Here’s another crackdown that I can fully support: one on the use of Chinglish in signs. Chinglish is the common term used locally to refer to poorly translated English that can be found on everything from street signs to menus. One fun area where Chinglish pops up is in the translation of movie titles. I remember years ago being asked by my students if I’d seen the movie "Good-bye Weapons." Huh! A little back and forth for clarification revealed that he was referring to the movie "Farewell to Arms." You can go here to read a previous post on one of my favorite chinglish signs: More Perils of Direct Translation
The government announced recently that it was launching a campaign to get rid of Chinglish in the run up to the Olympics. Here’s the article from the Xinhua News Agency:
has launched a campaign to correct its "Chinglish", or Chinese-style
English, on bilingual signs as part of its make-over for the 2008
Olympic Games. The
Beijing Municipal Tourism Bureau has issued a regulation requiring
correct English signs as one of the most important criteria for unrated
hotels to qualify as official accommodation providers. The
city has around 4,000 unrated hotels, which are competing for the right
to join star-rated hotels offering services for the Games. The
regulation requires hotels to translate their names, service hours,
room rates, and notices for guests into accurate English. They should
also provide signs and menus in correct English. "Chinglish"

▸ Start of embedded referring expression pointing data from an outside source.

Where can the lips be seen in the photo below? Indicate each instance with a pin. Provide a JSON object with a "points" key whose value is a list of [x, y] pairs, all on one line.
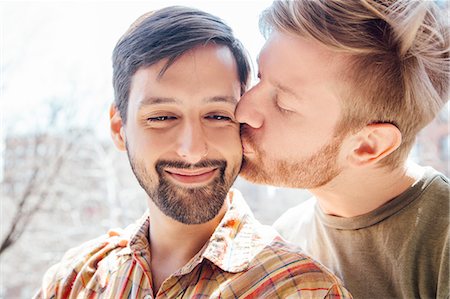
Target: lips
{"points": [[191, 176]]}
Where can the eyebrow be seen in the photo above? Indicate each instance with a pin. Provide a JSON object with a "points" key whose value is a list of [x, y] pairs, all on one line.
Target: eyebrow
{"points": [[157, 100], [224, 99], [285, 89]]}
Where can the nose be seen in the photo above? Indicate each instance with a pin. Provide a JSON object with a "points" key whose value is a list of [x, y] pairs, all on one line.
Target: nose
{"points": [[247, 110], [192, 143]]}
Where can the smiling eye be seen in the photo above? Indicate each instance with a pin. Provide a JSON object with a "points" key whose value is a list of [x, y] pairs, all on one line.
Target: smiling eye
{"points": [[160, 118]]}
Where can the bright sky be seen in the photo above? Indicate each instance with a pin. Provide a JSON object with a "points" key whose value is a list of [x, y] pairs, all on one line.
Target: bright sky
{"points": [[60, 53]]}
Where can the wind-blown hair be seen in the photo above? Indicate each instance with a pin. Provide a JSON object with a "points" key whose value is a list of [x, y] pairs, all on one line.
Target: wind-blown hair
{"points": [[398, 52], [167, 34]]}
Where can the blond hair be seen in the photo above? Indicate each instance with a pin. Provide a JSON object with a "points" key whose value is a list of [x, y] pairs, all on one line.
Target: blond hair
{"points": [[399, 53]]}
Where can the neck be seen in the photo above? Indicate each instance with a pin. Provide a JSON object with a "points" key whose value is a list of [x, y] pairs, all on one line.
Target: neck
{"points": [[359, 191], [174, 244]]}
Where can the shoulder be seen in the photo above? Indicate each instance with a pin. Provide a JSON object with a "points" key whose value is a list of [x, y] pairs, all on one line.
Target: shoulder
{"points": [[292, 273], [88, 264]]}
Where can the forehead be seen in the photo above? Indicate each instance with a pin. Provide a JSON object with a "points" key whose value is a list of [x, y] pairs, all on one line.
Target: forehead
{"points": [[204, 72]]}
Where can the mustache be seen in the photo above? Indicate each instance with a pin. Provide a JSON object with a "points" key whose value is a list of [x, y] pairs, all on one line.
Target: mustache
{"points": [[183, 165]]}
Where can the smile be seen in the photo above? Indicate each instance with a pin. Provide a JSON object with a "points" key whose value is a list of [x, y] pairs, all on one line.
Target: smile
{"points": [[198, 176]]}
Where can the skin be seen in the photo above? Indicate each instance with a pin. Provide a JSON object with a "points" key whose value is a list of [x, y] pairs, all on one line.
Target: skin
{"points": [[290, 134], [180, 127]]}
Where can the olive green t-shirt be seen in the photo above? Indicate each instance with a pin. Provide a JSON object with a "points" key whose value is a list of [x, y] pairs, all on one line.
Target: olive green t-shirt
{"points": [[400, 250]]}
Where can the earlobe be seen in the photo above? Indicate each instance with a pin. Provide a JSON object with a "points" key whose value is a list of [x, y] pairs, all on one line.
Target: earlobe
{"points": [[117, 128], [373, 143]]}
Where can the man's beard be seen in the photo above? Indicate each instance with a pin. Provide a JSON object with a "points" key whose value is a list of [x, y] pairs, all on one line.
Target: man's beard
{"points": [[186, 205], [311, 172]]}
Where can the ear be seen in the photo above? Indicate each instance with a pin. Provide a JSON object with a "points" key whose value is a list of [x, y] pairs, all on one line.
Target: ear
{"points": [[373, 143], [117, 129]]}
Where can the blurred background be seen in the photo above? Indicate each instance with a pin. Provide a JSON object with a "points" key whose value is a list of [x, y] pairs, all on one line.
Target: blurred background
{"points": [[62, 181]]}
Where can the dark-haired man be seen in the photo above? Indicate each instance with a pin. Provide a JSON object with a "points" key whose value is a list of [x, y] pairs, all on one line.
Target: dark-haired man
{"points": [[178, 74]]}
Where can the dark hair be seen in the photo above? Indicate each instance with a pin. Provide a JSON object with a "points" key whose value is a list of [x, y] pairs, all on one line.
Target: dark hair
{"points": [[169, 33]]}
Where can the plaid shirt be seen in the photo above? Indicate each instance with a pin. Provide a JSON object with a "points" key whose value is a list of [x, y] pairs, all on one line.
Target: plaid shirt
{"points": [[242, 259]]}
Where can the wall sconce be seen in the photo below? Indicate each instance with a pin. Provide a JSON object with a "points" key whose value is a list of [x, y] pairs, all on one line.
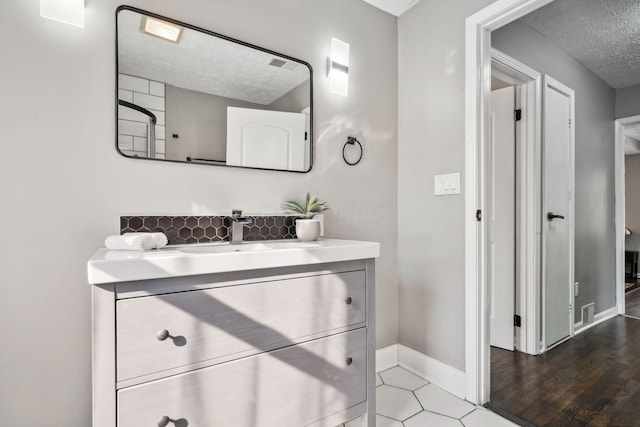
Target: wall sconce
{"points": [[339, 67], [67, 11]]}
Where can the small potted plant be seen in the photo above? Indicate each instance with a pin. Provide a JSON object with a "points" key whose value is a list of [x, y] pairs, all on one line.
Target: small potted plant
{"points": [[307, 228]]}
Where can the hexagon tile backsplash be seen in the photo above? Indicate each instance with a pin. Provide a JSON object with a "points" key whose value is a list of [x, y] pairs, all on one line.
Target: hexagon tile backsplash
{"points": [[182, 230]]}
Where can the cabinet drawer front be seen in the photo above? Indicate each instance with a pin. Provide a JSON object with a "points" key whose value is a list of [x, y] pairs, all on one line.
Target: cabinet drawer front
{"points": [[174, 330], [294, 386]]}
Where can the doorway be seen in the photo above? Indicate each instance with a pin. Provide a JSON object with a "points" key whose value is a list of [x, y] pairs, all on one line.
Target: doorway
{"points": [[523, 288], [478, 54], [627, 159]]}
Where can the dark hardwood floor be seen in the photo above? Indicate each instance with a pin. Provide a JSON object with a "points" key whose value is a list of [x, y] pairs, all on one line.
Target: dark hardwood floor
{"points": [[590, 380], [632, 303]]}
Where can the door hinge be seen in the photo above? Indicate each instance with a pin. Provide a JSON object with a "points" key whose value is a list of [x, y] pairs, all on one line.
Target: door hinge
{"points": [[517, 320]]}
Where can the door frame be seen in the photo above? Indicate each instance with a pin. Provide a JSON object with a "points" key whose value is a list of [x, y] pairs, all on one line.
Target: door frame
{"points": [[620, 207], [477, 96], [528, 84]]}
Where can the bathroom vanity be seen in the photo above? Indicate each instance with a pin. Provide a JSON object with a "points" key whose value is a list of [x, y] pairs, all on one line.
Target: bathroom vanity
{"points": [[249, 335]]}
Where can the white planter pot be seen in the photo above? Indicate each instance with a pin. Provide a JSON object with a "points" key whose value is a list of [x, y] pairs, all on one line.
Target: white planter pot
{"points": [[307, 229]]}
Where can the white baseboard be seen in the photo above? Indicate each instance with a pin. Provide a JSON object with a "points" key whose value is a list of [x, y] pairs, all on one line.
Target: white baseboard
{"points": [[598, 318], [444, 376], [386, 358]]}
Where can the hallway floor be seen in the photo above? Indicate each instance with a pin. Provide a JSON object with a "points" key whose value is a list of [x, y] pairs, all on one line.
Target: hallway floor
{"points": [[406, 400], [632, 303], [590, 380]]}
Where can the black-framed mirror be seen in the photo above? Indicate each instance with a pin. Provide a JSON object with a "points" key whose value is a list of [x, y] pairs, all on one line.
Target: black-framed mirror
{"points": [[186, 94]]}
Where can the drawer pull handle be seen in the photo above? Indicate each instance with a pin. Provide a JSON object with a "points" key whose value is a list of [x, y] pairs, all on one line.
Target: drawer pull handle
{"points": [[162, 335], [180, 422]]}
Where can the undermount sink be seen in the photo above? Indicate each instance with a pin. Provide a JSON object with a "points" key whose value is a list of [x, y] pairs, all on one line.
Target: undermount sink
{"points": [[109, 266], [244, 247]]}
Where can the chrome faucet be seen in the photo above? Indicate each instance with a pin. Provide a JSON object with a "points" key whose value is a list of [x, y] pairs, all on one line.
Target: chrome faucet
{"points": [[237, 226]]}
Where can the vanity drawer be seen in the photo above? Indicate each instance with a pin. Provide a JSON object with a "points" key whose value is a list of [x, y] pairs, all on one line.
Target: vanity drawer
{"points": [[294, 386], [157, 333]]}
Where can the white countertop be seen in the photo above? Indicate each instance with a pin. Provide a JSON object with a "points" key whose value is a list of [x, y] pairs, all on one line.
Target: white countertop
{"points": [[121, 266]]}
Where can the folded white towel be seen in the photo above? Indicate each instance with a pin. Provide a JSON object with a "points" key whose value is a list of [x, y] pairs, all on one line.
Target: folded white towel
{"points": [[129, 243], [159, 239]]}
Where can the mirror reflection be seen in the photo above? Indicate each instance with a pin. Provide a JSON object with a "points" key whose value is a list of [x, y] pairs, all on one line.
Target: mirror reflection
{"points": [[189, 95]]}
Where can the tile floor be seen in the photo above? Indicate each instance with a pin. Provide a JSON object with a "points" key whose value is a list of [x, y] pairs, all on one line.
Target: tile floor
{"points": [[406, 400]]}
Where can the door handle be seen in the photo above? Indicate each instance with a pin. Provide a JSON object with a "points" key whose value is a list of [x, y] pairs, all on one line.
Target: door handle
{"points": [[551, 216]]}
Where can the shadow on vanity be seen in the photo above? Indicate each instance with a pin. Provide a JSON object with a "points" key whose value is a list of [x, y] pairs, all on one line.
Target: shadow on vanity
{"points": [[285, 345]]}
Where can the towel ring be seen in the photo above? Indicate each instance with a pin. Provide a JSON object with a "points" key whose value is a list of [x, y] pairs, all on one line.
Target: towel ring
{"points": [[352, 141]]}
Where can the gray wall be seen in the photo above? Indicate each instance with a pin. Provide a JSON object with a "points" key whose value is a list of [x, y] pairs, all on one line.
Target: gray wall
{"points": [[64, 185], [200, 120], [632, 201], [296, 100], [594, 133], [431, 141], [628, 102]]}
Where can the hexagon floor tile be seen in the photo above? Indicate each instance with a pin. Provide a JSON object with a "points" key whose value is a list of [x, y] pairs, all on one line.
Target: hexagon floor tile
{"points": [[435, 399], [399, 377], [484, 418], [396, 403], [425, 418]]}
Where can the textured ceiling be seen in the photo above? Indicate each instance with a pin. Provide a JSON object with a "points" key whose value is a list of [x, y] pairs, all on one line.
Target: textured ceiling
{"points": [[603, 35], [204, 63], [394, 7]]}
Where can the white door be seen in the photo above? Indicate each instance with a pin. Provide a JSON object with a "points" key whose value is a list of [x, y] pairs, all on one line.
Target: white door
{"points": [[502, 222], [557, 214], [265, 139]]}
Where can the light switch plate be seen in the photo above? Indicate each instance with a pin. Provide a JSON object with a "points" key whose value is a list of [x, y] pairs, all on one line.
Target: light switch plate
{"points": [[444, 185]]}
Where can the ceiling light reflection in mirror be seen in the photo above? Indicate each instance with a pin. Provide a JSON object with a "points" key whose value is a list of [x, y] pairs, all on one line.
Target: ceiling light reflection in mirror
{"points": [[216, 100]]}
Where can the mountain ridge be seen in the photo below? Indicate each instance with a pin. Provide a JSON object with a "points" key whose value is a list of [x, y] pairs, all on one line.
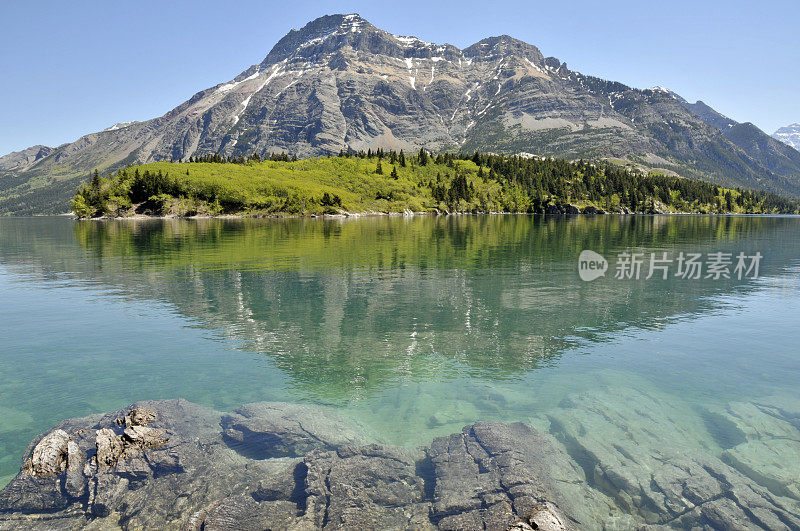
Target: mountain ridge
{"points": [[341, 82]]}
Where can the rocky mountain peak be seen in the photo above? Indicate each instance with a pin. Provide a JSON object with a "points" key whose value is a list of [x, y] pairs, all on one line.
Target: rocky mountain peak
{"points": [[501, 46], [330, 34]]}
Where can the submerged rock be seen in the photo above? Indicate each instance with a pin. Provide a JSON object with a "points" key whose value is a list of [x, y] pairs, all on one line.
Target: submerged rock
{"points": [[613, 458], [652, 455], [762, 441], [191, 467]]}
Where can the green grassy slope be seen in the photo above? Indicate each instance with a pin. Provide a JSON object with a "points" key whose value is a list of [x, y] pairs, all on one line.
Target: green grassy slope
{"points": [[398, 183]]}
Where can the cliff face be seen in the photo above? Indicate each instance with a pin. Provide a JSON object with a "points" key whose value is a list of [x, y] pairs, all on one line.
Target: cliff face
{"points": [[340, 81]]}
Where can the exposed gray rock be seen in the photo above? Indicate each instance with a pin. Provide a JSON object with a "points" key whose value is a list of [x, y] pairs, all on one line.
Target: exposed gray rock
{"points": [[490, 476], [275, 429], [183, 469], [50, 456]]}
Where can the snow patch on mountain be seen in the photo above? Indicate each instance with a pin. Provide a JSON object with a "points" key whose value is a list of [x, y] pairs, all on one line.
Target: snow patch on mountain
{"points": [[789, 135]]}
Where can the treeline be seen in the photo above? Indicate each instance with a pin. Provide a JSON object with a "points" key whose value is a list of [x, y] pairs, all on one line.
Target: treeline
{"points": [[396, 181]]}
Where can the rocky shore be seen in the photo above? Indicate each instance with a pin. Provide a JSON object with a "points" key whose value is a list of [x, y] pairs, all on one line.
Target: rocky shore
{"points": [[173, 463], [589, 464]]}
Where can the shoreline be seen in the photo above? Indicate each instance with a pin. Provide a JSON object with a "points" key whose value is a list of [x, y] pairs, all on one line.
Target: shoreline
{"points": [[409, 214]]}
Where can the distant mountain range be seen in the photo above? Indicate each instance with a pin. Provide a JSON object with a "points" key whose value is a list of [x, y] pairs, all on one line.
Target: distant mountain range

was once prevalent in the city’s signs. For example, some hotels misuse
"scatter" for "evacuate" in their emergency information. Tobacco shops
still advertise the sale of "smoke" instead of cigarettes and the Park
of Ethnic Minorities is identified as the "Racist Park". Drivers are
warned of the hazards of a wet road with a sign that reads: "The
slippery are very crafty." Foreigners are often confused or misled by these signs. In
a bid to improve the city’s bilingual signs and teach the public basic
English, the Beijing Speaks to the World Committee, a non-governmental
linguistic organization established in 2002, is identifying and
correcting translation mistakes in shopping centers, hotels, parks,
buses, subways and even the airport. Zhou
Chen, information officer with the committee, said the organization
this year released a set of standards on Chinese-English translation
for public signs, such as traffic and road name signs. "The
committee will cooperate with Beijing Traffic Management Bureau to
review and improve bilingual road signs according to the Chinese to
English translation standards," Zhou said.
Not only are foreigners often misled and confused, they are amused.